On January 25, 2011

The Turn To Affect: A Critique

Ruth Leys, Henry Wiesenfeld Professor of Humanities, Johns Hopkins University, gave the lecture, THE TURN TO AFFECT: A CRITIQUE.

Presented by Expression/Performance/Behavior, the 2010-11 Franklin Humanities Institute Annual Seminar & the Center for Philosophy, Arts, and Literature.

Ruth Leys is Henry Wiesenfeld Professor of Humanities at Johns Hopkins University, with a joint appointment in the Department of History. Throughout her career she has been interested in different aspects of the history of the life sciences, especially the neurosciences, psychoanalysis, and psychiatry.

In this talk, Professor Leys argued that the recent turn to affect in the humanities and social sciences is marred by untenable assumptions about the absence of intention, signification and meaning in affect.
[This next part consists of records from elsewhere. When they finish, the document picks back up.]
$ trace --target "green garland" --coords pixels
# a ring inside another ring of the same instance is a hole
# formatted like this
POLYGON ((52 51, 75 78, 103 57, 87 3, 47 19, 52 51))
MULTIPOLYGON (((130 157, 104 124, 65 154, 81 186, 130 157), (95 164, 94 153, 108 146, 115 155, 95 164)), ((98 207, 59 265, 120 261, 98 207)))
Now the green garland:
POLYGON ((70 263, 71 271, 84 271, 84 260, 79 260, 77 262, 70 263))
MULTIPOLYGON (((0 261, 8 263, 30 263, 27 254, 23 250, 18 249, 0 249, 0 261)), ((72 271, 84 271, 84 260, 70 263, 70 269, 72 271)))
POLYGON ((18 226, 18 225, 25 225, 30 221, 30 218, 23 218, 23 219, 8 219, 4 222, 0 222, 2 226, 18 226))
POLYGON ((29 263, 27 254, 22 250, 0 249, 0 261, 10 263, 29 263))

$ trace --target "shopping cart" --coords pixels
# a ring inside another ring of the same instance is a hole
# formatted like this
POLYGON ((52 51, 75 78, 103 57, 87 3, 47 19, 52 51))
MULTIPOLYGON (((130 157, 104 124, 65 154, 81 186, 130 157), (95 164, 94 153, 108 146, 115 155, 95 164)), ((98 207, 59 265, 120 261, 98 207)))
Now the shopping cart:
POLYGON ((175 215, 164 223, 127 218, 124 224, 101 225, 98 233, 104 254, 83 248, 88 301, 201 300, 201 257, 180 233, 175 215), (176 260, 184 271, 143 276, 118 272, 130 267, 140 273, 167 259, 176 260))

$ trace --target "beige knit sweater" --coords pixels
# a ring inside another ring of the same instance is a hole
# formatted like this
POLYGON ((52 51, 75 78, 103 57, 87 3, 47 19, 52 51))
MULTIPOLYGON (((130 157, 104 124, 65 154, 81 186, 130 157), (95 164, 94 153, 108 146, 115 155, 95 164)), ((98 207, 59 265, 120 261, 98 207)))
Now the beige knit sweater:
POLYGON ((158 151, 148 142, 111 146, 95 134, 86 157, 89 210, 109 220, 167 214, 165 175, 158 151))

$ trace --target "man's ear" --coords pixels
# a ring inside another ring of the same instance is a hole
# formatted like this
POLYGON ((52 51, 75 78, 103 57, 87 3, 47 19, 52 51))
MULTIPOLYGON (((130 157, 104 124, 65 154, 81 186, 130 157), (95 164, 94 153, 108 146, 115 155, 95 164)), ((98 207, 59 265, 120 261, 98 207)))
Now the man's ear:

She also suggested that, in denying the role of intention and meaning in affect, the new Deleuze-inspired affect theorists make common cause with today’s affective neurosciences, which likewise mistakenly tend to separate emotion or affect from cognition and meaning. In the course of her paper, Leys worked through some of the neuroscientific experiments that play a strategic role in recent writings on affect and reflected on the general theoretical, political and other implications of the recent turn to affect.